The reason Venera found herself on the MIP MBA is that when she first moved to Switzerland—where her business is based— from Kazakhstan with her husband and three children, resident permit restrictions stopped her from working for a period.
Venera decided to use the time for professional development. She has 15 years of experience in tech, architecture, and project management, and so going to business school was an ideal way to consolidate everything she’d learned in the workplace.
It was also her ambition to become an entrepreneur and launch her own business—the MIP MBA seemed the perfect way to prepare her.
Building entrepreneurial skills on the MBA
There was a clear focus at MIP on doing business, Venera says. There’s also a strong entrepreneurial environment at the school. One of the pillars of the program trains MBAs to understand how companies and new ventures can plan and manage business transformation and innovation.
The Entrepreneurship, Innovation, & Startup Development specialization also immerses MBAs in entrepreneurship. Students learn to understand the challenges of digital and entrepreneurial innovation, and how to bring an entrepreneurial perspective to problem solving.
Aspiring MBA entrepreneurs can also pitch ideas they have and, if they pass the MIP feasibility check, students are granted three months—as part of their final project—of full-service business incubation in PoliHUB: the startup incubator and district of Politecnico di Milano.
The entrepreneurial environment at MIP meant Venera went from someone with little confidence to found a business to a fully-fledged entrepreneur by the end of the MBA.
“It was thanks to the International MBA that I realized I was more than capable of starting my own business,” she says. “They gave me the tools to do it. And everything’s worked out.”
MIP runs regular bootcamp-style sessions for students, designed to give them the opportunity to gain more practical experience around running a start-up, corporate sector management, digital marketing, and entrepreneurship.
Living in a new country, adapting to a different culture and native language, was challenging though. “You have to really commit to the program, which I was prepared to do,” Venera says. It was an intense year of study, she adds, but the International Student Office was there to support her every step of the way.
“I’m so grateful to my academic tutor and MBA director, professor Massimiliano Guerini, who really helped me structure my business plan for Fashioncare.ch––which actually ended up being submitted as my thesis,” she says.
From that thesis Fashioncare.ch went from a business plan to a tangible venture now fighting fast fashion.
Why Venera launched a sustainable business in the fashion industry
Venera began to put together the concept for Fashioncare.ch back in March 2020—she graduated from the MBA in September 2020. Tackling fast fashion became a passion of hers during the degree.
She then worked with the MIP faculty to adapt her business plan, directly incorporating techniques she learned on the MBA until she had a solid venture ready to launch.
“I realized one of the biggest environmentally damaging culprits is fast fashion––clothes made cheaply to meet the demands for new styles,” Venera explains.
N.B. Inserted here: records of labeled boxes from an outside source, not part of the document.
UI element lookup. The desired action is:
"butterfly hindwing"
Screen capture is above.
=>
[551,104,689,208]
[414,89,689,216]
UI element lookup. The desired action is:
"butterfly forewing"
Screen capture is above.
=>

“Further research revealed that the fast fashion demands 98 million tons of unsustainable resources every single year. That includes oil to produce synthetic fibers, fertilizers to grow cotton, and an endless list of chemicals needed to dye fabrics.”
According to Venera, as recently as 2015, only 3% of materials used globally to make clothes were recycled materials. Using her experience in tech, she wanted to find a way to point more consumers towards using more sustainable brands.